講師 立命館大学 スポーツ健康科学部 上田 憲嗣 先生
1. コオーディネーションという言葉
Coordinationの元の意味は「協力する」だと思います。
対する言葉にSubordinationがあり、運動の場合は脳が指令を出し、手足が指令に従って動くイメージです。
コオーディネーション運動となると脳と手足が協力して動くというイメージになります。
この考え方はベルシュタインというロシアの科学者が言い出した理論です。
ハンマーで釘を打つ動作を観察した結果として、熟練した大工の動作は脳が指令を出して行っているとは思えないと考えたことです。

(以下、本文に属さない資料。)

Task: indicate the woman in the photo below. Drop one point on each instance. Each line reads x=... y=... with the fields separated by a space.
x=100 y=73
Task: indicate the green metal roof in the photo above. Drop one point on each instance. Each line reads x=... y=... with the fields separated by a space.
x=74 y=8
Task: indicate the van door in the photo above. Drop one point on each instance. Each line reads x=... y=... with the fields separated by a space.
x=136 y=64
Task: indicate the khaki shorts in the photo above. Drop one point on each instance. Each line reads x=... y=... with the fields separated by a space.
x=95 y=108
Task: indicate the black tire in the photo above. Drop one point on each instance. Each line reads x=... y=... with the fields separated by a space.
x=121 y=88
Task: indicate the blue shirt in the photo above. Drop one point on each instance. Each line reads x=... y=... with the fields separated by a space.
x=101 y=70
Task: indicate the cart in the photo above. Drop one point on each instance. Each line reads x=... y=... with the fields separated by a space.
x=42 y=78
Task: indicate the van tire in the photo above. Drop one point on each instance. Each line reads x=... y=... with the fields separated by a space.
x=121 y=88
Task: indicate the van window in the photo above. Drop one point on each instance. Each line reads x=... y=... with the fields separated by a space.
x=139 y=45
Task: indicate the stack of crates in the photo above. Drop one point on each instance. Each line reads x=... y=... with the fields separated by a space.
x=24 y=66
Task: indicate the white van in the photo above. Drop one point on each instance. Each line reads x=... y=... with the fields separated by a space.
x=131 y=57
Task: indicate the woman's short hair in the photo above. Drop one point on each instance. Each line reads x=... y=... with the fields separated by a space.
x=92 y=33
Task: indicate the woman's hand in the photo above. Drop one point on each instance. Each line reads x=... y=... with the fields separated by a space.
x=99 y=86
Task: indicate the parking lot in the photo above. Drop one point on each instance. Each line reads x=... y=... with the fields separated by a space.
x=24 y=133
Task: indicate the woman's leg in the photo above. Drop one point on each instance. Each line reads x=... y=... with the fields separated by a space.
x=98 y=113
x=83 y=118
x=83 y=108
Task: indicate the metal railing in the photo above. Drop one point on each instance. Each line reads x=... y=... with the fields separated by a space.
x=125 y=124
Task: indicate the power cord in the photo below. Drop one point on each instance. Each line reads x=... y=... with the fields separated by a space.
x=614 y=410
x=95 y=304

ハンマーを持つ腕は手首から肘、肩など多くの関節と筋肉が関係しています。
少しの乱れでハンマーの位置は狂います。
これを修正しているのは脳ではなく、それぞれ関係している筋肉が連携して修正しているように見えると言い出したのです。
この考えに共感した西側の科学者マイネルとシュナーベルがスポーツ科学に取り入れて体系化しました。
2. 動作コオーディネーション運動学の体系化
野球のバッティングは筋力だけでなく、別の能力も必要です。
動体視力のようにボールとストライクを見分ける力、バットをボールに当てる能力など筋肉に関係ない能力を情報系の能力と言います。
どんな運動も必要な能力はパワーや持久力などのエネルギー系と技術などの情報系に分かれます。
この情報系にコオーディネーション能力が含まれます。
運動の能力は年齢に関係なく、鍛えられる筋力、持久力などの能力もありますが、学童期に延びる能力がコオーディネーション能力です。
運動学習能力はその典型です。
小学生は一輪車の練習をすれば、すぐに乗れるようになります。
しかし、15歳以上になると練習しても容易には乗れません。
3. コオーディネーション能力は年齢が4歳~13歳の間で伸びる
①反応能力 情報を選択して素早く反応する能力 短距離走のスタート、ボールの動きに対する反応
②リズム化能力 与えられたリズムを正確に再生する、リズムを認知し自分の動きに変換する
③バランス能力 バランスを維持し、崩れを回復する、動的なバランスは加速度にも対応する
④空間的定位置能力 コート内でボールの位置により、時間的、空間的に自分のポジションを変化させる
⑤運動筋肉感覚の分化能力 手足や道具、ボールやバットを正確に動かす能力
★これらの能力を適正な年齢で鍛えておけば、どんなスポーツをやってもある程度できるようになります。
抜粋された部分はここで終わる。